NW: How much do Ngā Taonga Sound & Vision staff know about the sign’s legacy? What comments or questions have you heard from them – or visitors – about what it is and why we have it? 

DP: It’s mainly visitors, and the big thing is that we see people taking photos of it all the time!

NW: It’s iconic, at least I think so… for this building, for that corner, for this part of Wellington.

DP: Yeah it is, so we often see people stopping in front of it. But I haven’t heard staff asking too much about it. Though I don’t think many people realise it’s a permanent part of our collection. It’s so GOOD it has a home here.

NW: It’s very positive, sometimes I think “thanks, sign!” But then I also think it sounds vaguely ominous. What is this ‘it’ that is coming for me?
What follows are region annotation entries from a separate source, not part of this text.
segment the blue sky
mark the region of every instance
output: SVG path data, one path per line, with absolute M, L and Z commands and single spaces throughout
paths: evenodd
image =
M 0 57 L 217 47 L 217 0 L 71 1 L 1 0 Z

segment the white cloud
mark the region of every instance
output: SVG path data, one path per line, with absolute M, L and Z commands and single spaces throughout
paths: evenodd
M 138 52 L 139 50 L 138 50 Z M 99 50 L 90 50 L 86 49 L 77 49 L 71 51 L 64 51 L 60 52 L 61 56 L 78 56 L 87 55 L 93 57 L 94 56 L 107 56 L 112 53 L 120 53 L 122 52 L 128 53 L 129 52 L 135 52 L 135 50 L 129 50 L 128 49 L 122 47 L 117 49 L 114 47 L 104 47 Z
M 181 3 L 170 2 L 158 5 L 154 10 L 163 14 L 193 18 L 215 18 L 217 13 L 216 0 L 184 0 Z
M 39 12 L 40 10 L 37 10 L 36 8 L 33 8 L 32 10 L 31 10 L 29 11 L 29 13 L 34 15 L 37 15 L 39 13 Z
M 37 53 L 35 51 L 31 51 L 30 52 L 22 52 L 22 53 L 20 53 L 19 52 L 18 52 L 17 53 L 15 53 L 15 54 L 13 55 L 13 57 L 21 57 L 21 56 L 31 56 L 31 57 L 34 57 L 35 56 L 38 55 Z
DP: [Laughs] Ah, like late night Cuba Street?! Yeah it’s really cool to see people looking at it all the time, taking photos of it all the time. I reckon it’d make a great postcard. It is, I think, one of the best film titles ever.

NW: It definitely speaks on all kinds of levels. The fact that the sign isn’t a old set piece or prop, it’s a deliberately made piece of art referencing a romping Rotorua based musical from the 60s – that’s extra fun for me to find out.

DP: And now you should watch the film. It’s one of my faves. For lots of reasons!

Notations

  1. Michael Seresin was the cinematographer for Bugsy Malone (1976), Angela’s Ashes (1999), Harry Potter and the Prisoner of Azkaban (2004) and Gravity (2014).